Le jour « J » est arrivé, Toño s’est levé de bonne heure et, dans une malle de cuir il a sorti une chemise bleu claire à manches longues, un pantalon de cavalier, des guêtres et un chapeau de paille. Il s’est habillé, s’est regardé dans un miroir et a été satisfait.

Hemingway, s’est présenté plus tard vêtu d’un pantalon, d’un casque colonial, de bottes et d’une chemise, une tenue semblable à celle qu’il utilisait en Afrique. Ils se sont assis sur deux chaises pliantes sous un avocatier et, après avoir bu un thé offert par Miss Rose, l’action a commencé. Hemingway et son voisin introduisaient les pierres de carbure avec une brindille de bois dans les orifices des cavités, alors que Pichilo plaçait des bouchons fait avec de l’herbe sèche. Après deux heures de travail difficile il y a eu un repos de 20 minutes, qui a aussi servi pour faire le point sur le travail réalisé, et cela a été utile car ils avaient oublié de fermer les concavités secondaires, ce qui aurait tout fait échoué. Le plan tactique conclu, ils ont remplis plusieurs seaux avec un tuyau d’arrosage qu’ils ont versé ensuite dans les orifices de sortie des bibijaguas.

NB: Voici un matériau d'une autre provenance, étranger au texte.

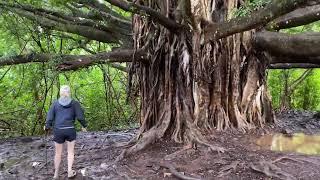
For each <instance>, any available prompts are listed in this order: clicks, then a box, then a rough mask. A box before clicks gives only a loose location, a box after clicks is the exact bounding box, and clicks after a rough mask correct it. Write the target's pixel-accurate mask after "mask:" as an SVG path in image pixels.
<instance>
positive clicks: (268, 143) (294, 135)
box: [256, 133, 320, 155]
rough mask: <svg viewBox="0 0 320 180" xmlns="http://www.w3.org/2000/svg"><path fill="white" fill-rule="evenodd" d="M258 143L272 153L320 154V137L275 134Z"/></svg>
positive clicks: (319, 136)
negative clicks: (278, 151)
mask: <svg viewBox="0 0 320 180" xmlns="http://www.w3.org/2000/svg"><path fill="white" fill-rule="evenodd" d="M256 143H257V144H258V145H259V146H261V147H262V148H264V149H270V150H272V151H283V152H296V153H301V154H307V155H319V154H320V135H306V134H304V133H294V134H292V135H285V134H274V135H265V136H262V137H261V138H259V139H258V140H257V141H256Z"/></svg>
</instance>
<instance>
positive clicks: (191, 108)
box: [0, 0, 320, 155]
mask: <svg viewBox="0 0 320 180" xmlns="http://www.w3.org/2000/svg"><path fill="white" fill-rule="evenodd" d="M261 2H262V7H261V8H259V9H258V10H254V11H252V12H251V13H250V14H247V15H245V16H237V15H236V12H237V9H239V8H240V7H243V6H245V3H246V0H134V1H125V0H75V1H67V2H62V5H61V4H60V5H61V6H59V7H60V8H61V11H57V10H53V9H57V8H49V5H46V6H43V7H40V6H34V5H30V4H26V3H23V2H20V3H18V2H13V3H10V2H1V3H0V8H1V10H2V11H3V12H6V13H9V14H16V15H18V16H20V17H22V18H23V19H24V20H26V21H32V22H33V23H36V24H37V25H38V26H41V27H42V28H43V29H47V30H49V31H60V32H66V33H72V34H77V35H80V36H82V37H84V38H87V39H88V40H96V41H99V42H102V43H110V44H113V45H116V46H118V48H114V50H112V51H109V52H97V53H96V54H93V55H68V54H64V55H61V54H59V55H57V54H49V53H36V52H34V53H31V54H22V55H19V56H13V57H2V58H1V59H0V65H1V66H4V65H13V64H20V63H29V62H48V61H50V60H51V59H53V58H54V57H59V58H60V59H62V61H61V62H60V64H58V69H60V70H76V69H78V68H83V67H87V66H90V65H94V64H97V63H109V64H111V65H112V64H113V63H114V62H127V64H128V66H127V68H126V71H127V72H128V81H129V83H128V89H129V91H128V93H129V94H128V95H129V96H130V95H132V94H134V93H135V94H137V92H138V95H139V97H140V103H141V109H140V110H141V116H140V125H141V127H140V132H139V134H138V135H137V137H136V138H135V139H133V140H132V141H131V142H132V144H131V146H130V147H129V148H128V149H127V150H126V151H124V153H123V155H125V154H126V153H133V152H136V151H138V150H140V149H143V148H144V147H146V146H147V145H149V144H151V143H153V142H155V141H156V140H158V139H161V138H166V139H171V140H173V141H175V142H184V143H187V144H190V145H191V144H197V143H198V144H205V145H208V146H210V147H213V146H211V145H209V144H208V143H206V141H205V140H204V138H203V137H202V134H204V133H210V131H212V130H225V129H241V130H247V129H250V128H254V127H262V126H263V125H264V124H265V123H267V122H273V120H274V115H273V111H272V107H271V102H270V98H269V96H268V92H267V87H266V69H267V68H288V67H289V68H290V67H300V66H301V67H318V66H319V64H320V33H305V34H296V35H290V34H285V33H281V32H279V30H281V29H286V28H291V27H296V26H301V25H306V24H309V23H312V22H315V21H318V20H319V19H320V1H319V0H272V1H267V0H266V1H265V2H263V1H261ZM124 12H129V14H130V15H128V13H124ZM114 67H116V68H120V67H119V65H118V64H114ZM122 69H123V67H122ZM218 150H221V149H218Z"/></svg>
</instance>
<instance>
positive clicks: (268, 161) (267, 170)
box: [250, 161, 297, 180]
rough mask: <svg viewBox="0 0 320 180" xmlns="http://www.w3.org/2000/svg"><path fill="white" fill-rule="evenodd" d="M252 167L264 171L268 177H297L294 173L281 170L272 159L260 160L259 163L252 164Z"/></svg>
mask: <svg viewBox="0 0 320 180" xmlns="http://www.w3.org/2000/svg"><path fill="white" fill-rule="evenodd" d="M250 167H251V169H253V170H255V171H257V172H260V173H263V174H265V175H266V176H268V177H276V178H279V179H285V180H287V179H290V180H293V179H297V178H295V177H294V176H293V175H291V174H289V173H287V172H285V171H283V170H281V168H279V167H278V166H276V165H275V164H273V163H272V162H270V161H259V162H258V163H257V164H251V165H250Z"/></svg>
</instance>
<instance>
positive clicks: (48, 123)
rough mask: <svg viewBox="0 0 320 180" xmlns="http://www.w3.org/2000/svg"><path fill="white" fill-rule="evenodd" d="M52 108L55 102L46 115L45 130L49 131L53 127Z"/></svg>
mask: <svg viewBox="0 0 320 180" xmlns="http://www.w3.org/2000/svg"><path fill="white" fill-rule="evenodd" d="M54 106H55V102H54V103H53V104H52V105H51V107H50V109H49V111H48V113H47V121H46V129H51V128H52V126H53V120H54V118H55V110H54Z"/></svg>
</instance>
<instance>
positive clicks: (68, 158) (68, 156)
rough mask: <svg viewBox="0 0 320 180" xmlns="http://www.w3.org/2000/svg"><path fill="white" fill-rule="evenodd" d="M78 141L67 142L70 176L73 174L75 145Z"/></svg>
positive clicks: (68, 163) (68, 174) (68, 160)
mask: <svg viewBox="0 0 320 180" xmlns="http://www.w3.org/2000/svg"><path fill="white" fill-rule="evenodd" d="M75 142H76V141H71V142H69V141H67V145H68V175H69V176H70V175H71V174H70V173H71V172H72V165H73V161H74V145H75Z"/></svg>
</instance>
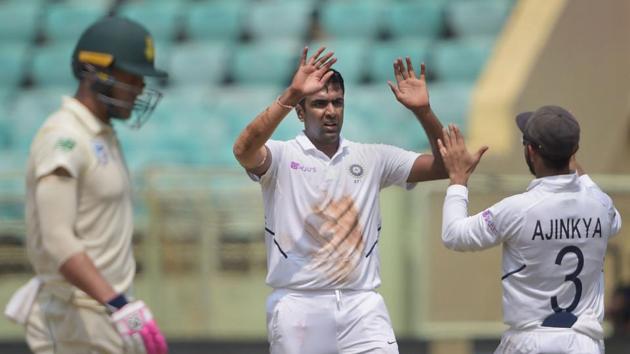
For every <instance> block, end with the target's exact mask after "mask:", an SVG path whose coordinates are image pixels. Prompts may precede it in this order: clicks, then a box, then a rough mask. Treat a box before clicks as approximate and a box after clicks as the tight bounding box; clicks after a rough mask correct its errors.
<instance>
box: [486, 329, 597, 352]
mask: <svg viewBox="0 0 630 354" xmlns="http://www.w3.org/2000/svg"><path fill="white" fill-rule="evenodd" d="M494 354H604V341H603V340H596V339H593V338H591V337H589V336H587V335H584V334H581V333H577V332H575V331H574V330H572V329H570V328H544V329H536V330H529V331H515V330H508V331H507V332H505V333H504V334H503V336H502V337H501V343H500V344H499V347H498V348H497V350H496V351H495V352H494Z"/></svg>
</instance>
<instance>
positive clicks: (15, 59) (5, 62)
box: [0, 41, 28, 88]
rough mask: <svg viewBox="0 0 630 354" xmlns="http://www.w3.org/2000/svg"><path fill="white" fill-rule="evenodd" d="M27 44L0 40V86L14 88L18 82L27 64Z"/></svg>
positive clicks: (20, 77) (22, 75)
mask: <svg viewBox="0 0 630 354" xmlns="http://www.w3.org/2000/svg"><path fill="white" fill-rule="evenodd" d="M27 50H28V48H27V44H26V43H18V42H10V43H9V42H4V41H2V42H0V88H3V87H4V88H14V87H17V86H18V85H19V84H20V81H21V80H22V79H23V77H24V71H25V69H26V66H27V58H28V56H27Z"/></svg>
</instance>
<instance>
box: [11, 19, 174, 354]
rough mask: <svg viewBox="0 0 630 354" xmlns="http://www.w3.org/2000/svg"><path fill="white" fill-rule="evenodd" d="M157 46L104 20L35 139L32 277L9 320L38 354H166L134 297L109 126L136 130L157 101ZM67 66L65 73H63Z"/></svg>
mask: <svg viewBox="0 0 630 354" xmlns="http://www.w3.org/2000/svg"><path fill="white" fill-rule="evenodd" d="M154 53H155V50H154V47H153V40H152V38H151V36H150V34H149V33H148V32H147V30H146V29H145V28H144V27H142V25H140V24H138V23H136V22H133V21H131V20H128V19H125V18H121V17H105V18H103V19H100V20H98V21H97V22H95V23H94V24H92V25H91V26H90V27H89V28H87V29H86V30H85V31H84V32H83V34H82V35H81V37H80V38H79V40H78V42H77V45H76V47H75V50H74V52H73V53H68V58H72V68H73V72H74V75H75V77H76V78H77V80H78V82H79V85H78V89H77V91H76V93H75V95H74V96H72V97H70V96H68V97H64V98H63V101H62V104H61V107H60V108H59V110H57V111H56V112H54V113H52V114H51V115H50V116H49V117H48V119H46V121H45V122H44V123H43V125H42V127H41V128H40V129H39V130H38V132H37V134H36V136H35V138H34V139H33V143H32V145H31V150H30V156H29V160H28V170H27V176H26V191H27V193H26V194H27V196H26V226H27V235H26V246H27V254H28V258H29V261H30V262H31V264H32V265H33V269H34V270H35V273H36V277H34V278H33V279H32V280H31V281H30V282H29V283H28V284H27V285H26V286H24V287H22V288H21V289H20V290H18V291H17V292H16V294H15V295H14V296H13V297H12V299H11V301H10V302H9V304H8V305H7V308H6V310H5V313H6V314H7V315H8V316H9V317H10V318H11V319H13V320H15V321H16V322H18V323H20V324H22V325H24V328H25V334H26V341H27V343H28V345H29V347H30V349H31V351H32V352H34V353H38V354H40V353H41V354H49V353H50V354H52V353H63V354H87V353H109V354H119V353H126V354H166V353H167V351H168V350H167V345H166V341H165V339H164V337H163V336H162V333H161V331H160V329H159V328H158V326H157V324H156V321H155V319H154V318H153V315H152V313H151V311H150V310H149V308H148V307H147V305H146V304H145V303H144V302H143V301H140V300H135V299H134V298H133V293H132V285H133V279H134V276H135V273H136V263H135V259H134V255H133V249H132V236H133V230H134V227H133V207H132V193H131V181H130V177H129V172H128V171H127V166H126V164H125V160H124V157H123V153H122V149H121V148H120V144H119V141H118V138H117V136H116V131H115V129H114V127H113V125H112V120H113V119H120V120H124V121H126V122H129V123H131V124H132V125H133V126H135V127H139V126H140V125H141V123H142V121H143V120H145V119H146V118H148V117H149V115H150V114H151V112H152V111H153V109H154V108H155V106H156V105H157V103H158V101H159V98H160V93H159V92H157V91H155V90H152V89H150V88H148V87H145V82H144V77H146V76H154V77H165V76H166V73H165V72H163V71H160V70H158V69H156V68H155V67H154ZM68 65H70V63H68Z"/></svg>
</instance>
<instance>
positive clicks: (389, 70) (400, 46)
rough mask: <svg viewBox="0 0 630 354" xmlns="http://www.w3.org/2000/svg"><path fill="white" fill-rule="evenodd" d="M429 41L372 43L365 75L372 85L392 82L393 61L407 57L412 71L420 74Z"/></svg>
mask: <svg viewBox="0 0 630 354" xmlns="http://www.w3.org/2000/svg"><path fill="white" fill-rule="evenodd" d="M430 45H431V41H430V40H427V39H423V38H420V39H411V38H407V39H400V40H393V41H388V42H374V43H373V44H372V46H371V49H370V51H369V55H368V56H367V62H366V64H367V74H368V76H369V78H370V81H372V82H374V83H379V84H380V83H386V82H387V80H391V81H392V82H393V81H394V80H395V78H394V68H393V64H394V60H395V59H397V58H399V57H400V58H403V59H404V58H405V57H406V56H409V57H410V58H411V60H412V63H413V66H414V69H415V70H416V72H417V73H419V72H420V63H422V62H425V63H426V62H427V60H428V58H429V50H430Z"/></svg>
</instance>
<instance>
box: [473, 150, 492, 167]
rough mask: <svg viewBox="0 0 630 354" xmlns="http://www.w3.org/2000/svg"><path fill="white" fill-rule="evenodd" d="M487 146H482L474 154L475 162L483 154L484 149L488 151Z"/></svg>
mask: <svg viewBox="0 0 630 354" xmlns="http://www.w3.org/2000/svg"><path fill="white" fill-rule="evenodd" d="M488 149H489V147H487V146H482V147H481V148H480V149H479V150H478V151H477V153H476V154H475V164H477V163H479V161H480V160H481V157H482V156H483V154H485V153H486V151H488Z"/></svg>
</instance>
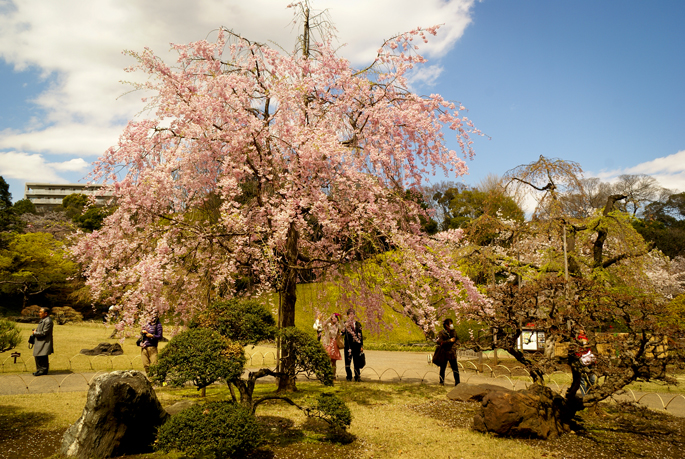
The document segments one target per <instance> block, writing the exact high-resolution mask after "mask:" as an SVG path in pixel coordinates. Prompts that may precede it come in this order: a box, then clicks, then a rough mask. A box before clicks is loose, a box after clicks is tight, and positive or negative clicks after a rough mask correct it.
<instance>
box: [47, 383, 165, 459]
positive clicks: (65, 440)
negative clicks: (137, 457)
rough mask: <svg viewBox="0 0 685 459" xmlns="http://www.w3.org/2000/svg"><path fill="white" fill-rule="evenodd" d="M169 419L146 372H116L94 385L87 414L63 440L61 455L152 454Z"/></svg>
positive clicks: (97, 456) (84, 455)
mask: <svg viewBox="0 0 685 459" xmlns="http://www.w3.org/2000/svg"><path fill="white" fill-rule="evenodd" d="M168 418H169V415H168V413H167V412H166V411H164V408H162V405H161V404H160V403H159V400H158V399H157V396H156V394H155V391H154V389H153V388H152V385H151V384H150V382H149V381H148V380H147V378H146V377H145V375H144V374H143V373H141V372H140V371H113V372H111V373H107V374H105V375H102V376H99V377H97V378H95V380H94V381H93V382H92V383H91V385H90V388H89V389H88V397H87V399H86V406H85V407H84V408H83V414H82V415H81V417H80V418H79V419H78V421H76V423H75V424H74V425H72V426H71V427H69V429H67V431H66V432H65V434H64V436H63V437H62V445H61V448H60V453H61V454H62V455H63V456H67V457H75V458H79V459H90V458H95V457H111V456H122V455H128V454H141V453H145V452H149V451H152V444H153V443H154V441H155V436H156V432H157V429H158V428H159V427H160V426H161V425H162V424H164V422H166V420H167V419H168Z"/></svg>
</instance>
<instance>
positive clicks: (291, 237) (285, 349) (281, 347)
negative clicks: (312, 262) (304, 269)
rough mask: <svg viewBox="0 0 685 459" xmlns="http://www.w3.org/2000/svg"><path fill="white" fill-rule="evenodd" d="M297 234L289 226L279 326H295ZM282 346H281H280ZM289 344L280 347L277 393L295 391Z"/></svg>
mask: <svg viewBox="0 0 685 459" xmlns="http://www.w3.org/2000/svg"><path fill="white" fill-rule="evenodd" d="M298 237H299V235H298V233H297V230H296V229H295V223H291V224H290V228H289V229H288V236H287V239H286V247H285V251H286V253H285V256H284V263H283V265H284V266H283V277H284V279H283V304H282V305H281V317H280V326H281V327H282V328H285V327H294V326H295V303H296V302H297V270H296V269H295V266H296V265H297V242H298ZM281 346H282V344H281ZM291 346H292V345H291V344H288V345H287V347H285V348H283V347H281V366H280V372H281V373H283V374H285V376H282V377H279V378H278V392H293V391H296V390H297V387H296V386H295V358H294V353H293V352H292V348H291Z"/></svg>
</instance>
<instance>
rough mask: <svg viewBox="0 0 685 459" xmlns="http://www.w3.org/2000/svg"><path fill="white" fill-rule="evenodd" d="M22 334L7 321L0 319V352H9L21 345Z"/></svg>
mask: <svg viewBox="0 0 685 459" xmlns="http://www.w3.org/2000/svg"><path fill="white" fill-rule="evenodd" d="M20 341H21V332H20V331H19V329H18V328H17V326H16V325H15V324H14V323H13V322H10V321H9V320H7V319H0V352H5V351H9V350H10V349H14V348H15V347H17V346H18V345H19V342H20Z"/></svg>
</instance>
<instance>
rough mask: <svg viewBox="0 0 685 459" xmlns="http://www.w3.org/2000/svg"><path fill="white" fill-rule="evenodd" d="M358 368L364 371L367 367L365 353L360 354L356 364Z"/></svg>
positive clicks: (365, 354) (361, 353)
mask: <svg viewBox="0 0 685 459" xmlns="http://www.w3.org/2000/svg"><path fill="white" fill-rule="evenodd" d="M355 365H356V366H357V368H359V369H362V368H364V367H365V366H366V354H364V351H362V353H361V354H359V357H357V362H356V363H355Z"/></svg>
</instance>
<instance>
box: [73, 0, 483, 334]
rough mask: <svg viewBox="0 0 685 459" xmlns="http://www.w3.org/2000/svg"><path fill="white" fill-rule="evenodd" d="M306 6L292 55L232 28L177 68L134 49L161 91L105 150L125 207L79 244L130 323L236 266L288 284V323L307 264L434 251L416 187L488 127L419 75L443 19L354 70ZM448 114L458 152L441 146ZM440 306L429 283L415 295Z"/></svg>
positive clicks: (101, 291)
mask: <svg viewBox="0 0 685 459" xmlns="http://www.w3.org/2000/svg"><path fill="white" fill-rule="evenodd" d="M296 8H301V10H300V12H301V13H302V15H301V16H300V19H301V24H302V27H303V33H302V35H301V37H300V41H299V43H300V45H301V46H300V47H299V48H298V49H297V50H296V51H295V52H293V53H292V54H285V53H283V52H281V51H279V50H276V49H273V48H270V47H269V46H267V45H264V44H260V43H255V42H253V41H250V40H248V39H246V38H244V37H242V36H240V35H238V34H236V33H234V32H232V31H229V30H226V29H223V28H222V29H220V30H219V31H218V33H217V35H216V40H215V41H214V42H210V41H206V40H202V41H198V42H195V43H191V44H188V45H175V46H174V49H175V50H176V51H177V52H178V55H179V59H178V61H177V63H176V65H175V66H169V65H167V64H165V63H164V62H163V61H162V60H161V59H160V58H159V57H157V56H155V55H154V53H153V52H152V51H151V50H145V51H143V52H142V53H135V52H129V53H128V54H129V55H130V56H132V57H134V58H135V59H136V60H137V62H138V64H137V65H136V66H135V67H134V70H137V71H142V72H143V73H145V74H147V75H148V76H149V79H148V81H147V82H145V83H143V84H140V85H138V88H140V89H144V90H147V91H148V92H150V93H152V94H153V96H152V97H151V98H150V99H149V100H150V102H151V106H152V107H153V109H154V116H152V117H151V118H150V119H146V120H141V121H131V122H130V123H129V124H128V126H127V127H126V129H125V131H124V133H123V134H122V135H121V137H120V140H119V144H118V145H117V146H116V147H112V148H110V149H109V150H108V151H107V152H106V153H105V154H104V156H103V157H101V158H100V160H99V161H98V163H97V165H96V167H95V174H96V177H99V178H105V179H107V180H109V181H110V183H111V184H112V188H111V190H112V193H113V195H114V196H115V198H116V200H117V209H116V210H115V211H114V213H113V214H112V215H111V216H110V217H109V218H107V219H106V220H105V223H104V225H103V227H102V229H100V230H98V231H94V232H93V233H92V235H89V236H87V237H85V238H83V239H82V240H81V241H80V242H79V243H78V244H77V246H76V247H75V249H74V253H75V254H76V256H77V258H78V259H79V261H80V262H81V263H82V264H83V266H84V271H85V274H86V276H87V277H88V282H89V285H90V287H91V289H92V291H93V293H94V294H95V295H96V296H98V297H101V298H102V299H103V300H104V301H106V302H108V303H110V304H114V303H117V304H120V305H122V307H123V308H124V310H125V313H124V314H123V315H122V317H123V318H124V323H122V324H121V325H122V326H123V325H124V324H128V325H132V324H133V322H134V321H135V319H136V317H137V315H138V313H139V312H140V309H142V308H148V309H149V310H152V309H154V310H157V311H159V312H162V313H163V312H165V311H169V310H172V309H173V310H175V311H176V312H178V313H179V315H180V317H182V318H189V317H191V316H192V315H193V314H194V313H195V311H196V310H197V309H198V308H202V307H206V306H207V305H208V304H210V303H211V302H212V300H213V299H215V298H217V297H221V296H228V297H230V296H231V295H232V294H234V293H235V283H236V279H238V278H240V277H241V276H247V277H248V278H249V279H250V282H251V283H252V287H253V289H256V290H262V291H263V290H275V291H277V292H280V294H281V296H282V301H281V303H280V304H281V308H280V311H279V319H280V323H279V325H281V326H286V327H287V326H292V325H294V311H295V308H294V306H295V301H296V288H295V287H296V285H297V283H298V282H300V281H301V280H302V275H303V273H313V275H315V276H316V277H317V278H319V279H320V278H321V276H323V275H324V274H325V273H328V274H329V275H331V276H335V274H336V269H337V268H338V267H341V266H347V265H348V264H350V263H355V262H359V261H361V260H364V259H365V257H367V252H371V253H373V254H376V253H378V248H379V247H383V248H386V247H391V248H393V249H395V250H399V251H403V252H406V253H414V254H418V255H414V256H416V257H421V258H424V259H426V260H428V259H430V258H431V257H433V258H434V257H435V256H434V255H433V253H434V252H432V251H430V250H429V249H428V248H427V245H426V238H427V236H426V234H425V233H424V232H423V231H422V221H421V218H420V217H421V216H425V215H426V213H425V211H424V210H423V209H422V208H421V205H420V203H419V202H417V200H415V199H411V197H408V196H407V193H406V190H408V189H417V190H418V189H420V187H421V186H422V184H423V183H424V179H425V176H426V174H427V173H429V172H431V171H435V170H440V171H441V172H442V173H444V174H446V175H448V176H449V175H461V174H463V173H465V172H466V169H467V168H466V165H465V163H464V158H469V157H471V156H472V155H473V151H472V150H471V140H470V135H472V134H473V133H474V132H477V131H476V130H475V129H474V128H473V126H472V124H471V122H470V121H469V120H467V119H466V118H465V117H464V116H463V115H462V113H461V112H462V111H463V110H464V107H462V106H460V105H458V104H454V103H452V102H449V101H446V100H445V99H443V98H442V97H441V96H439V95H437V94H433V95H430V96H425V97H422V96H419V95H417V94H415V93H413V92H411V90H410V89H409V87H408V83H407V77H408V74H409V72H411V71H412V70H413V69H414V68H415V67H416V66H419V65H421V64H422V63H424V62H425V60H424V59H423V58H422V57H421V56H420V55H419V54H417V46H416V42H418V41H423V40H427V37H428V36H429V35H432V34H435V33H437V30H438V27H430V28H427V29H422V28H417V29H415V30H413V31H411V32H408V33H403V34H400V35H398V36H396V37H394V38H392V39H390V40H388V41H386V42H385V43H384V44H382V46H381V48H380V49H379V51H378V55H377V57H376V58H375V60H374V61H373V62H372V63H371V64H370V65H369V66H368V67H366V68H361V69H358V68H353V67H351V66H350V64H349V62H348V61H347V60H346V59H344V58H341V57H339V56H337V55H336V52H335V49H334V47H333V45H332V44H331V40H330V37H328V36H326V35H325V34H323V35H324V36H323V38H322V39H321V40H320V41H315V40H314V35H313V34H312V21H311V19H312V18H313V17H314V16H313V15H311V16H310V14H309V9H308V7H307V6H306V4H298V5H296ZM445 126H446V127H447V128H448V129H450V130H452V131H453V132H454V133H455V134H456V138H457V141H458V144H459V145H460V149H461V151H460V152H459V153H458V152H456V151H452V150H450V149H448V148H447V147H446V146H445V142H444V138H443V133H442V129H443V127H445ZM121 171H125V175H124V176H120V175H119V173H120V172H121ZM428 266H429V267H431V269H433V268H434V269H433V272H432V273H431V275H433V276H434V277H435V282H434V283H433V284H432V285H433V286H434V287H435V288H439V289H440V288H442V289H447V288H450V289H453V288H455V287H458V286H459V283H464V284H468V285H470V281H469V280H468V278H466V277H464V276H461V274H460V273H459V272H458V271H457V270H456V269H455V268H454V266H453V265H451V264H448V263H443V264H440V263H433V262H430V261H429V262H428ZM437 266H439V267H440V268H439V269H437V268H436V267H437ZM416 267H417V269H422V270H425V269H426V264H424V265H419V264H416ZM455 280H456V281H458V282H455ZM459 291H461V292H465V293H464V295H466V294H468V295H472V296H473V300H474V301H478V300H479V298H480V296H479V295H478V294H477V291H476V290H475V289H469V288H467V289H465V290H464V289H460V290H459ZM444 297H445V301H446V302H447V303H448V305H449V306H451V307H453V308H455V309H456V308H458V307H460V306H461V299H459V298H457V299H451V297H450V295H444ZM432 307H433V305H432V304H431V302H430V299H429V298H427V297H420V296H419V297H416V298H415V299H414V301H413V302H412V308H415V309H421V308H424V309H428V308H432ZM382 317H383V314H382V309H380V310H375V311H370V312H367V319H368V320H369V321H372V320H373V321H376V320H379V318H382ZM436 320H437V318H433V322H435V321H436ZM433 322H432V323H430V324H427V326H428V327H432V326H433V325H434V323H433Z"/></svg>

En moins d'une minute l'eau a commencé à faire son travail sur les pierres de carbure et les gaz ont émergé provoquant des explosions en chaîne et dont les ondes expansives allaient au coeur de l'état-major des bibijaguas, de leurs réserves d'aliments et des nurseries.

Hemingway s’est senti heureux et triste à la fois. L'opération a été un succès, mais comme amoureux de la nature il savait que la mort des déprédateurs serait la vie pour des dizaines de plantes, bien que les explosions lui rappelaient les guerres et, une nouvelle fois, il était nécessaire que sonne le glas.